Despite the high dynamicity of the contexts where XML documents are employed, XML updates have received less attention than XML queries and the W3C proposal for XML document updates has appeared as a recommendation only recently (W3C, 2008). Different alternative proposals for XML updates have been elaborated in the meantime; among the most recent let us mention XQuery! (Ghelli et al., 2006) and FLUX (Cheney, 2007, 2008). A subtle issue in XQueryUpdate and XQuery! is bound to the two-phase semantics of updates that first collects updates into a pending update list by evaluating an expression without altering the data, and then performs all of the updates at once. An additional snap operator provides programmer control over when to apply pending updates. The issues of determining whether updates commute (Ghelli et al., 2008) have then been investigated. Motivated by the need of detecting data dependencies between reads and updates of XML documents, so to optimize the execution of update operations, approaches for detecting conflicts among updates (Raghavachari & Shmueli, 2006) have also been investigated.

Updates on XML schemas have received even less attention despite the great impact they may have in the database organization. Indeed, a schema change may affect the data structures developed for the organization, as well as the efficient retrieval and protection of the documents within contained. Even if commercial tools (e.g. Stylus Studio, XML Spy) have been developed for graphically designing XML Schema Definitions (XSDs), they do not support the specification of schema updates nor the semi-automatic revalidation of documents within contained. Commercial DBMSs, like Oracle 11g, Tamino, DB2 v.9, support XSDs at different levels, but the support for schema evolution is quite limited (actually, a simplified version of adaptation is supported only by Oracle 11g through the copyEvolve function).

Given an XML database, updates both to documents and to the schema can lead to evolution or to versioning. With evolution the original data and schema are replaced by the updated ones upon some update primitives are applied on it. With versioning the original documents and schema are preserved and a new updated version of the document/schema created. This raises the problem of handling different versions of the same document/schema.
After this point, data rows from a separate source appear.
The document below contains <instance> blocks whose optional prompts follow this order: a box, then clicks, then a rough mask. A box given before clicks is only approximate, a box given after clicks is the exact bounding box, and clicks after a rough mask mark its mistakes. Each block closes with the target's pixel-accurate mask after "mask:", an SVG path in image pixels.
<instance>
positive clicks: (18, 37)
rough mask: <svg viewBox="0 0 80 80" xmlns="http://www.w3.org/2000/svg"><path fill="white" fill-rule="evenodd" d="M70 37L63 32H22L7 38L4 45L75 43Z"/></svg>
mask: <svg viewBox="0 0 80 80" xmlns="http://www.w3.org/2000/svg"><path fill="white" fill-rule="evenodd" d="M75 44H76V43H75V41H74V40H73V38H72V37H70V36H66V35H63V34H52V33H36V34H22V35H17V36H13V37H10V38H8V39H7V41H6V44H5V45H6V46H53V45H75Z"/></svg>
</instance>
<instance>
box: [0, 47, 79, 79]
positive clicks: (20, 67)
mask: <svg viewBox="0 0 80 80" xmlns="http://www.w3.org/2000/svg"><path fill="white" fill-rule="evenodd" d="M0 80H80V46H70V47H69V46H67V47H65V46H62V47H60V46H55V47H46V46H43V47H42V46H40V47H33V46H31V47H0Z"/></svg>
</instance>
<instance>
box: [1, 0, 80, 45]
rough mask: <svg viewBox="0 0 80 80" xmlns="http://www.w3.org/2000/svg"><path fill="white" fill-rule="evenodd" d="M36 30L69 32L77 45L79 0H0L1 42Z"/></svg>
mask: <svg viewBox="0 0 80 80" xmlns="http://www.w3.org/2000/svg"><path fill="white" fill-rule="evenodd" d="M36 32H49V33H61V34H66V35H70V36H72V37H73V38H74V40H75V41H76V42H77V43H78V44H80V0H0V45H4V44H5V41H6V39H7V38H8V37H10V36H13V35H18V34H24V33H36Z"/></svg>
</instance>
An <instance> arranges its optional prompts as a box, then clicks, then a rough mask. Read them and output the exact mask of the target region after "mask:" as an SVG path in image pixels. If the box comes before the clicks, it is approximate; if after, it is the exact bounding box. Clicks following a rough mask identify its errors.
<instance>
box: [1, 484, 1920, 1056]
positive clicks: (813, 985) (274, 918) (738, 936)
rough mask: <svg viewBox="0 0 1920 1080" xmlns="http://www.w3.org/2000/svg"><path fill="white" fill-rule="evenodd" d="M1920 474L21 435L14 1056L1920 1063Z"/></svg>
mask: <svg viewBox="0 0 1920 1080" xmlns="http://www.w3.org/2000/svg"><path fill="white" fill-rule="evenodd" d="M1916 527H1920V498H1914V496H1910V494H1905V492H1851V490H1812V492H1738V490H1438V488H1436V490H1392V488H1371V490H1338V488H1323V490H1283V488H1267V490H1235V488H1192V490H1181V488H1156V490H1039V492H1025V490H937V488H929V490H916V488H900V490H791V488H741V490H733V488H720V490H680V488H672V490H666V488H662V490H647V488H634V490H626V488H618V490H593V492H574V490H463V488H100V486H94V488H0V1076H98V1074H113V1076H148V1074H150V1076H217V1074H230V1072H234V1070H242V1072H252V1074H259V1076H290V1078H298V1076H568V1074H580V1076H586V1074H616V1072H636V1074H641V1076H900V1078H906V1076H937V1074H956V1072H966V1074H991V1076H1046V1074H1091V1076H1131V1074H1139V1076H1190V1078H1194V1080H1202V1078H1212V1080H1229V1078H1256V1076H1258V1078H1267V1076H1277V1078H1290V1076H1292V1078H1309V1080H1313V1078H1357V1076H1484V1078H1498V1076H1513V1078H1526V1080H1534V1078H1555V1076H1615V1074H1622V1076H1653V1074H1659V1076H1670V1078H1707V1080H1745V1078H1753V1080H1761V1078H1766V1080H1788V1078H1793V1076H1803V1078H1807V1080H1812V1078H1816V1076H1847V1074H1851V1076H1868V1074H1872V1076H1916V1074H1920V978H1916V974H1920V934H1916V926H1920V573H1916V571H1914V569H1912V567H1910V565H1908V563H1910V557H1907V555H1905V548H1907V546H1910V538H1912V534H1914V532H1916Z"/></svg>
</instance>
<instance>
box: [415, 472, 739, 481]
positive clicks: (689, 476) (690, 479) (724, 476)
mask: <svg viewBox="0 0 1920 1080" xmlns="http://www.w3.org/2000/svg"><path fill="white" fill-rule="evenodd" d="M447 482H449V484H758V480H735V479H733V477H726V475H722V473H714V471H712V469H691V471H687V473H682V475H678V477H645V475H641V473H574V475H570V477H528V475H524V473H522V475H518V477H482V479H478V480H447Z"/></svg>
Specifically, query execution needs to consider mappings among versions and update compositions.

Purpose of this chapter is to describe the different research proposals and the facilities of existing systems to handle XML updates at document and schema level, and their versions. Specifically, the chapter will provide a review of various language proposals for the specification of XML document updates, their different semantics and their handling of update sequences, with a focus on the XQuery Update proposal. Approaches and specific issues concerned with schema updates will then be reviewed along with document and schema versioning issues. Finally, we will discuss the current support of major DBMSs to handle updates on XML documents and schema.